Ulteriori aspetti da non trascurare sono gli effetti indiretti di tale infrastruttura su una costa già satura urbanisticamente (per i villaggi esistenti e per la diffusa edificazione degli anni passati) e che – tra l’altro – vedrà la spiaggetta di S. Isidoro ancor più intasata come le infrastrutture stradali. Pertanto è necessario che le istituzioni valutino attentamente la bontà dell’intervento sotto tutti i punti di vista e che l’Amministrazione di Nardò non si limiti ad applicare passivamente le norme, ma adotti la stessa sensibilità per le vicende della condotta a mare dei reflui e per le ricerche di idrocarburi nello Ionio, perché in ecologia tutto si tiene reciprocamente.
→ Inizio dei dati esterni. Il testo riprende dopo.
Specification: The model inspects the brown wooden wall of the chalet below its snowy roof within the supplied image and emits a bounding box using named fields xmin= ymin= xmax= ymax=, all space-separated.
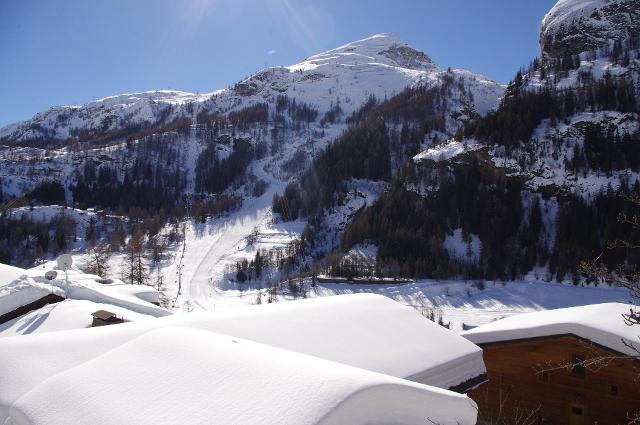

L’auspicio è che la vicenda della Sarparea possa diventare un’opportunità per Nardò e per il Salento; è questa l’occasione per un reale ripensamento su un modello di sviluppo per il nostro territorio che va profondamente rivisto e per cui le azioni da mettere in atto (pubbliche e private) non possono più essere quelle di trent’anni fa (se pur edulcorate) ma quelle indirizzate al risanamento ambientale, al restauro e recupero del patrimonio esistente e alla rinaturalizzazione del territorio di cui in questi anni ne abbiamo fin troppo abusato. Solo così si potrà preservare la bellezza e la natura del Salento. Quella che è rimasta almeno!